4.04.4.2 Aroma e Contaminantes de Peixe
Dentre as aplicações das técnicas de extracção volátil, um método rápido e fácil para determinar alguns contaminantes como os níveis de resíduos de 2-fenoxietanol nos tecidos e plasma sanguíneo dos peixes foi desenvolver48 e, subsequentemente, usar o método para monitorizar a dinâmica dos resíduos de 2-fenoxietanol nos peixes tratados com anestesia.
O 2-fenoxietanol (éter monofenílico de etilenoglicol, C8H10O2) é um agente anestésico promissor usado em pescas e aquacultura.
Foi desenvolvido um novo procedimento que emprega a microextracção em fase sólida (SPME) do analito alvo a partir do headspace da amostra, seguido da cromatografia gasosa espectrometria de massa (GC-MS).48 Tanto o manuseio da amostra, visando a transferência máxima de 2-fenoxietanol para o headspace, quanto as condições SPME-GC-MS foram cuidadosamente otimizadas.

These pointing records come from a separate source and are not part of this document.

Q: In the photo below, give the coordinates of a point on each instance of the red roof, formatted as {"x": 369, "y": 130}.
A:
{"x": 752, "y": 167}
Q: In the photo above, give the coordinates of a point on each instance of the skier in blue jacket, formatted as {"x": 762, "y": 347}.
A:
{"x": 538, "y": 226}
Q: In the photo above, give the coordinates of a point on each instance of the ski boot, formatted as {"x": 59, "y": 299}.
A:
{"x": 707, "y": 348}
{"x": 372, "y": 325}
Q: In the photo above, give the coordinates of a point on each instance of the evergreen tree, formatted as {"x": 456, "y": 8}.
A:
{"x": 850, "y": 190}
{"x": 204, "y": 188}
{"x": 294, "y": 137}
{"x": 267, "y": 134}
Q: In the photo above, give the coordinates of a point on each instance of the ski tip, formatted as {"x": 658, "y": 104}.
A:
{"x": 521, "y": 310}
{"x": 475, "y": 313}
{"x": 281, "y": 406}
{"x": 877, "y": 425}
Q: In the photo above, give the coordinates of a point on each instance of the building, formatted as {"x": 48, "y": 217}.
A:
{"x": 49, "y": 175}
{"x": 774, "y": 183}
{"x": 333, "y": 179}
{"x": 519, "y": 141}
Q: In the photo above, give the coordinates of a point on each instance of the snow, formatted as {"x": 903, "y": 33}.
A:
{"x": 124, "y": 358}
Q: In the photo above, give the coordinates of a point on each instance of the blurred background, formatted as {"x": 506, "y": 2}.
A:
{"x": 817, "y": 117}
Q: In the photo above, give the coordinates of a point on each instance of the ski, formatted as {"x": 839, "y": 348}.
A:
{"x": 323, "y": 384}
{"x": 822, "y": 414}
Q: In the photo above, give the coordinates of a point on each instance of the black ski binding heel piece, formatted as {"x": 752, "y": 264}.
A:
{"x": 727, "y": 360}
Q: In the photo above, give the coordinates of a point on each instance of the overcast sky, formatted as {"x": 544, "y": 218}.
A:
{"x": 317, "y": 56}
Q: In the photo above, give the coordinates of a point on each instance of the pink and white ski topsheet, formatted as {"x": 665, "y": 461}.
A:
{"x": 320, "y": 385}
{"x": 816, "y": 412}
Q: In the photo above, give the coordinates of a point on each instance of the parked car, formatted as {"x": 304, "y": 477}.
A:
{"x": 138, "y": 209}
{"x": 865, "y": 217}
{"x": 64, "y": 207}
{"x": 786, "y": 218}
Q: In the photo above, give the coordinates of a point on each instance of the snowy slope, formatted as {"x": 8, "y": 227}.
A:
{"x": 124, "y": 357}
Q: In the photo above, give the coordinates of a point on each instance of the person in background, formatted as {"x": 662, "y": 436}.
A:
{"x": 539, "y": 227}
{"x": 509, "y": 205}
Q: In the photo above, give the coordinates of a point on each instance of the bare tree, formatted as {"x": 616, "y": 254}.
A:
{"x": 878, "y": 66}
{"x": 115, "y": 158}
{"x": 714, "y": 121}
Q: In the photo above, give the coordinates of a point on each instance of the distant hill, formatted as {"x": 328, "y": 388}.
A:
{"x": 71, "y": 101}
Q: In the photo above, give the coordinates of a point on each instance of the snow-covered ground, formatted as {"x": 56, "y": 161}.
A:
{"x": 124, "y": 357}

Para a otimização, diferentes condições de preparação da amostra e SPME foram testadas.48
As amostras de tecido de peixes não expostos ao 2-fenoxietanol foram usadas para desenvolver e caracterizar o método SPME. Amostras pontiagudas sem modificação da matriz foram preparadas da seguinte forma: 5 μl de padrões de trabalho foi adicionado a 2 g de tecido de peixe moído para obter um nível final de spiking de 3-382 mg kg-1.
Subsequentemente, várias modificações de matriz alternativas foram testadas: (I) 2 g de tecido com picos ou tecido com resíduos incorridos foram transferidos para um frasco de 10 ml de headspace (HS), ao qual foram adicionados 2 ml de água ultra pura; (II) 2 g de tecido com resíduos incorridos foram triturados com 2 g de sulfato de sódio; e (III) 2 g de tecido com resíduos incorridos foram triturados com 2 g de sulfato de sódio e depois imersos em 3 ml de água ultra pura em um frasco HS de 10 ml. Todas as amostras modificadas foram agitadas vigorosamente por 20 minutos antes da análise SPME.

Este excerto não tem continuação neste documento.